Closed anthayes92 closed 3 years ago
Thanks @anthayes92, could you also share the relevant part of the traceback?
I suspect maybe an issue with ExpvalCost
, or something to do with your input parameter shape
Sure thing, here's the traceback:
---------------------------------------------------------------------------
TypeError Traceback (most recent call last)
<ipython-input-1-52d4bb51526b> in <module>
26
27 for _ in range(100):
---> 28 params = optimizer.step(cost_function, params)
~/.local/lib/python3.8/site-packages/pennylane/optimize/qng.py in step(self, qnode, x, recompute_tensor, metric_tensor_fn)
216 array: the new variable values :math:`x^{(t+1)}`
217 """
--> 218 x_out, _ = self.step_and_cost(
219 qnode, x, recompute_tensor=recompute_tensor, metric_tensor_fn=metric_tensor_fn
220 )
~/.local/lib/python3.8/site-packages/pennylane/optimize/qng.py in step_and_cost(self, qnode, x, recompute_tensor, metric_tensor_fn)
188 if metric_tensor_fn is None:
189 # pseudo-inverse metric tensor
--> 190 self.metric_tensor = qml.metric_tensor(qnode, diag_approx=self.diag_approx)(x)
191 else:
192 self.metric_tensor = metric_tensor_fn(x)

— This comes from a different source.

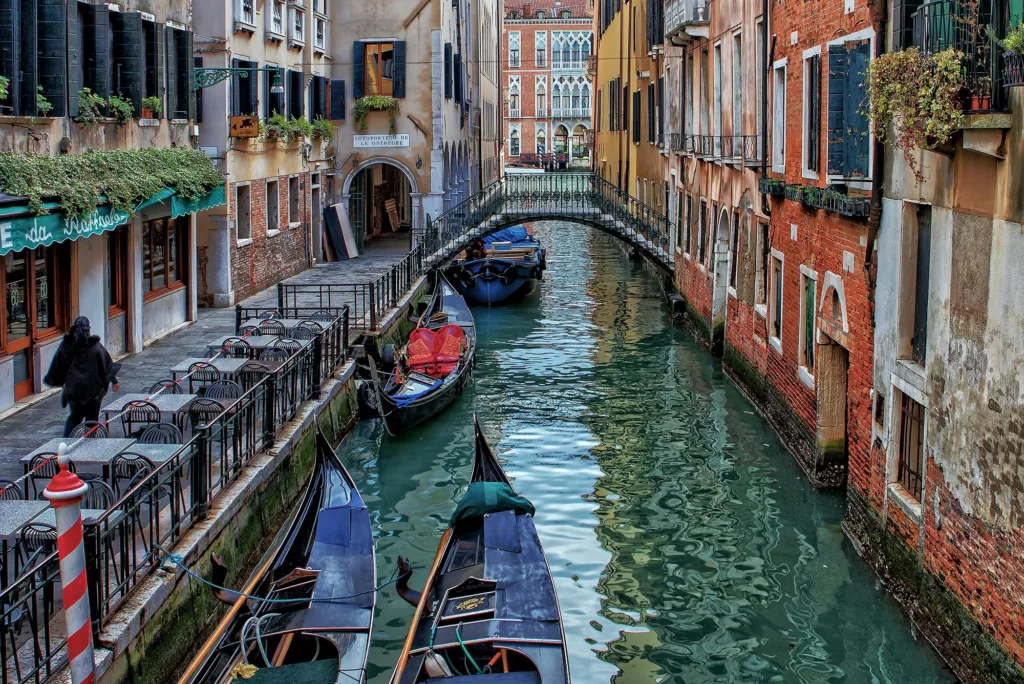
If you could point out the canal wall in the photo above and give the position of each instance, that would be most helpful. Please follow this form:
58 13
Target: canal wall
154 636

~/.local/lib/python3.8/site-packages/pennylane/tape/qnode.py in _metric_tensor_fn(*args, **kwargs)
1013
1014 def _metric_tensor_fn(*args, **kwargs):
-> 1015 jac = qml.math.stack(_get_classical_jacobian(_qnode)(*args, **kwargs))
1016 jac = qml.math.reshape(jac, [_qnode.qtape.num_params, -1])
1017
~/.local/lib/python3.8/site-packages/pennylane/_grad.py in _jacobian_function(*args, **kwargs)
174
175 if len(argnum) == 1:
--> 176 return _jacobian(func, argnum[0])(*args, **kwargs)
177
178 return _np.stack([_jacobian(func, arg)(*args, **kwargs) for arg in argnum]).T
~/.local/lib/python3.8/site-packages/autograd/wrap_util.py in nary_f(*args, **kwargs)
18 else:
19 x = tuple(args[i] for i in argnum)
---> 20 return unary_operator(unary_f, x, *nary_op_args, **nary_op_kwargs)
21 return nary_f
22 return nary_operator
~/.local/lib/python3.8/site-packages/autograd/differential_operators.py in jacobian(fun, x)
57 vjp, ans = _make_vjp(fun, x)
58 ans_vspace = vspace(ans)
---> 59 jacobian_shape = ans_vspace.shape + vspace(x).shape
60 grads = map(vjp, ans_vspace.standard_basis())
61 return np.reshape(np.stack(grads), jacobian_shape)
TypeError: can only concatenate tuple (not "list") to tuple
Hey @anthayes92! I think there are two separate things happening here.
Instead of
params = [[0.5]*depth,[0.5]*depth]
you can write
params = np.stack([[0.5]*depth, [0.5]*depth], requires_grad=True)
This fixes the autograd error you are getting in the exception above.
However, that leads us on to the second problem:
This is a bit of subtlety, and is caused by the qml.layer()
function. You have an array of parameters of shape [2, 5]
as input to the QNode, but due to the repetition of layers, the resulting quantum circuit has 60 trainable gate arguments. As a result, the resulting metric tensor will be of size [60, 60]
!
>>> mt = qml.metric_tensor(cost_function)(params)
>>> print(params.shape, mt.shape)
(2, 5) (60, 60)
This will confuse the optimizer, which won't be able to apply the QNG update step due to the shape mismatch.
The reason it has been implemented like this:
The introductory paper https://arxiv.org/abs/1909.02108 does not consider QNG optimization in the context of classical pre-processing of parameters; convergence is only proven when optimizing the gate arguments directly.
Historically, PennyLane also did not allow classical pre-processing inside a QNode, so you were 'blocked' from even attempting to do this in the software.
However, since the new core, (2) is no longer the case, as you have shown in your code example above 🙂
I'm not really sure what to do here. We have three options I can think of off the top of my head.
Leave the behaviour as-is, and raise a more useful exception in the optimizer.
Modify the qml.metric_tensor
function to take into account classical processing between QNode args and gate args.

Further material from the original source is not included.